Hudson eventually meets Ben, and the two of them form a comfortable and intimate friendship, characterizing themselves as "Mr. Science and Mr. Words," a couple of lonely men who both love Steinbeck and
are unable to express themselves, yet are similarly drawn to each other for reasons they cannot understand. Caddie, meanwhile, realizes that her father's entire life is a mystery to her;
it has never occurred to her to wonder how he managed. She knew just enough about him to believe he existed and that "everything else was a blank."
Michael Thomas Ford uses some powerful imagery in Changing Tides to show how his characters grow and change over this long, hot summer. The perpetual ebb and flow of the ocean and the mysteries of deep-sea aquatic life are beautifully incorporated into
the trajectories of Ben, Hudson and Caddie as they chart an uneasy course through love's perfidious waters, where passion and commitment eventually come to life in many unexpected guises. The tone is languid and pensive, a perfect fit for a novel that is intent to explore the small connections that exist unseen and the ties, however insubstantial, that exist between these people.

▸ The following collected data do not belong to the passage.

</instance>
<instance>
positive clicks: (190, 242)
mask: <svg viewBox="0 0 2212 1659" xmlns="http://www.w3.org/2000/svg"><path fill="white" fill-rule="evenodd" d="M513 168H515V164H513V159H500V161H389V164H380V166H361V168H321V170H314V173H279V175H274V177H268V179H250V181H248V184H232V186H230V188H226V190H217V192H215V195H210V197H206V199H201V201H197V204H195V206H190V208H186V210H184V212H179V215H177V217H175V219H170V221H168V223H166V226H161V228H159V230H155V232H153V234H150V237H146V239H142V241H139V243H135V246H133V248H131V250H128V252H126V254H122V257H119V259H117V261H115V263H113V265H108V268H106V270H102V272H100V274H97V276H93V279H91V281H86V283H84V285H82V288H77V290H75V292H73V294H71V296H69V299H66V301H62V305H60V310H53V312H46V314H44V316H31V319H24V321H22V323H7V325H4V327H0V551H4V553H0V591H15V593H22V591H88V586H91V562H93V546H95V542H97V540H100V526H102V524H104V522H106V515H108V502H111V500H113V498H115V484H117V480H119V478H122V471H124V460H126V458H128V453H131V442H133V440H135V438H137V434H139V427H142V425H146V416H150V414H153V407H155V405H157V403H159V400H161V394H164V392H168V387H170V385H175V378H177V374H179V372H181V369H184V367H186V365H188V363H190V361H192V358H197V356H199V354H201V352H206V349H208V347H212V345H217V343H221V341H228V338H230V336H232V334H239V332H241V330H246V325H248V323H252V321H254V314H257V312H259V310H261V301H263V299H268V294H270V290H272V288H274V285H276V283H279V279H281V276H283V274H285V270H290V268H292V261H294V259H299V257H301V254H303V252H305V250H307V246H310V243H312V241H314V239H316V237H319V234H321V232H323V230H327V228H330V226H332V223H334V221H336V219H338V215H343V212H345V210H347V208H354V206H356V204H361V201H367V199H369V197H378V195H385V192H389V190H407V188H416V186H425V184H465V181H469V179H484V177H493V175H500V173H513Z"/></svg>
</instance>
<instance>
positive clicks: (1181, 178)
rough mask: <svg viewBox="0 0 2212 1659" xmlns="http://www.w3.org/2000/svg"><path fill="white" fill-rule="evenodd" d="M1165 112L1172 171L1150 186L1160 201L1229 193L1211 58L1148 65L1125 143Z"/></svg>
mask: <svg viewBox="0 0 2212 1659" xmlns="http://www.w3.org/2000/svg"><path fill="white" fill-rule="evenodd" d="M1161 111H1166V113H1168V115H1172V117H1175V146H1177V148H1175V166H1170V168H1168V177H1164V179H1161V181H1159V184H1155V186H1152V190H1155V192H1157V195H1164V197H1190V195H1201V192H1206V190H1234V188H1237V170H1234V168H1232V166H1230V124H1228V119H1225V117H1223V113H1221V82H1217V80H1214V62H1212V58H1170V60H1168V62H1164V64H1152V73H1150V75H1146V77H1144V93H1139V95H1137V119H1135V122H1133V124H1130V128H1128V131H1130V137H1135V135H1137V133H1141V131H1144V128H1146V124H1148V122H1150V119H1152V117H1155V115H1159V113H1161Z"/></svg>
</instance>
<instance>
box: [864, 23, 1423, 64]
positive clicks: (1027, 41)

Caddie, in particular, dives deeper and deeper, both metaphorically and spiritually, until all that lies before her is a "small circle of gold light that keeps the sea monsters at bay." She develops inside herself a new sense of wanting something more than her old life and what her old self has to offer. Ben must assuage his fury and confront the challenges of fatherhood, particularly with regard to his angry child. Hudson must try to outrun the weight on his shoulders, the burden that becomes heavier every time he has to face his demons, not just of his attraction to Ben but all of the others, the ones from which he's run for so long.
The author makes the most of his powerful setting, particularly the picaresque town of Monterey and its surrounds, including the famous Cannery Row, now a tourist attraction, visited by people who, as Hudson notes, have mostly probably never heard of John Steinbeck or his famous book. While some of the later scenes in the novel do feel a bit telegraphed, Ford's sensitive and potent insights into the heart of the human condition add much to much to the story of Ben, Hudson, and Caddie as they gradually learn to overcome their fears about themselves and each other.